Las reglas del destino

Capítulo 31: Viajeros

El frío aire de esa noche golpeaba fuertemente mi piel, por lo que tuve que cruzar los brazos para poder seguir leyendo, había tan pocas páginas en el diario que lo único en lo que podía pensar era en el final. Recargué el libro sobre mis piernas y me dediqué a observar la pequeña luna que cada vez estaba más arriba. Eran las diez de la noche con treinta minutos y ya saboreaba el amargo sabor del tiempo que me caía de golpe y me haría volver a casa.

Sentado allí, recordé las lágrimas que Sandra le dedicó encerrada en el baño a Jake; se sentía tan culpable como yo, y jamás dejé de sentir la sensación de haber traicionado a un amigo. Reviví de nuevo la incertidumbre; me pregunté tantas veces si ella lloraba por haber cometido un error o si simplemente lo hacía por haber traicionado a aquel que le prometió su amor más de una vez y jamás le faltó al respeto. Me dolieron tanto sus lágrimas que traté de hacerla entrar en razón y le pedí que reconsiderara su decisión, le juré que mis sentimientos por ella jamás cambiarían y que guardaría en mí un espacio para cuando estuviera preparada para regresar; pero Sandra decidió quedarse.

Pasamos las siguientes semanas perdidos en una burbuja de tiempo, dando vueltas en el pequeño departamento. Nos dimos cuenta de que ya no éramos aquellos dos jovencillos y que no sabíamos nada el uno del otro. Fuimos dos desconocidos habitando en el mismo espacio, teniendo conversaciones extrañas y sin sentido y compartiendo silencios. De una u otra manera, comprendí que lo nuestro era más una simple obsesión que ni uno podía olvidar. Me dolió saber que aquellos sentimientos que alguna vez juramos tener, se habían perdido en alguna fecha atrás, y lo que ahora sentíamos era solo esa sensación que traen los recuerdos. Quizá nos necesitábamos porque añorábamos los recuerdos que una vez tuvimos de nosotros siendo felices; o, tal vez, solo tal vez, no sabíamos cómo regresarnos la cordura y optábamos por vernos sufrir estando juntos.

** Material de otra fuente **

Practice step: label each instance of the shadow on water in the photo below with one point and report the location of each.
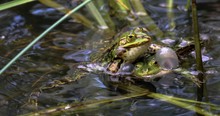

A principios de enero, la relación que habíamos iniciado parecía estar estancada en un charco turbio por los recuerdos de un Jake y un Dustin. Sandra había dejado de llorar y se acostumbraba a la idea de estar con ese hombre que de cierta manera había interrumpido cada instante feliz que había llegado a su vida. Pasamos dos semanas juntos y solo habíamos compartido aquella noche en el suelo de mi oficina, después de eso las aguas se habían calmado de tal manera que sentía que solo estaba conmigo porque no podía regresar con Jake.

Ella se encontraba sentada en la sala, mirando una serie de televisión y hablando con Dina por WhatsApp, yo la observaba desde la cocina, sosteniendo dos tazas de café caliente. Caminé hacia ella y coloqué las tazas sobre la pequeña mesa de centro; sonreí de forma forzada, igual que ella, y le di un sorbo al café casi al mismo tiempo que Sandra.

—¿No envía saludos? —bromeé.

—Lo único que envía son órdenes —mencionó apagando la pantalla de su celular—. Quiere que me vaya unos días a su casa; bueno, me lo ordena.

—¿Y qué es lo que harás?

—No lo sé.

Dejé la taza de café sobre la mesa y levanté las cejas. Lo único que lograba era confundirme. Unas veces me decía que quería estar conmigo y otras más, mencionaba el hecho de irse. Me mordí los labios y asentí sin decir una sola palabra. Estaba desesperado, lo único que quería era que hiciera de una vez lo que la hiciera sentir bien.

—Entonces, recoge tus cosas —ordené levantándome del sillón y caminando hacia la habitación.

—Jason, eso no es lo que yo dije.

Traté de ignorarla y seguí caminando, me detuve en la puerta al verla llegar, descalza, como siempre, ignorando el frío del suelo. Cerré la puerta, pero la abrió casi al instante. No puedo describir cuál era el sentimiento que me estaba ahogando, pero mis acciones no eran las más acertadas. Me senté en la cama y la miré llegar a mí, con la misma pena que un animalito se acercaría en la calle.

—No quiero irme.

—Y yo no quiero que te quedes si seguirás así.

—Esto es extraño —mencionó mientras se arrodillaba frente a mí y se recargaba en mis piernas—. Jamás creí que sería tan extraño.

—Ya no sé qué hacer para que te sientas bien estando aquí, y solo han pasado dos semanas —dije rodeando su rostro con mis manos.

Permanecimos en silencio, sin movernos y sin pensar. Sentía su cabello húmedo en mis manos y la piel helada de sus brazos rozar la mía.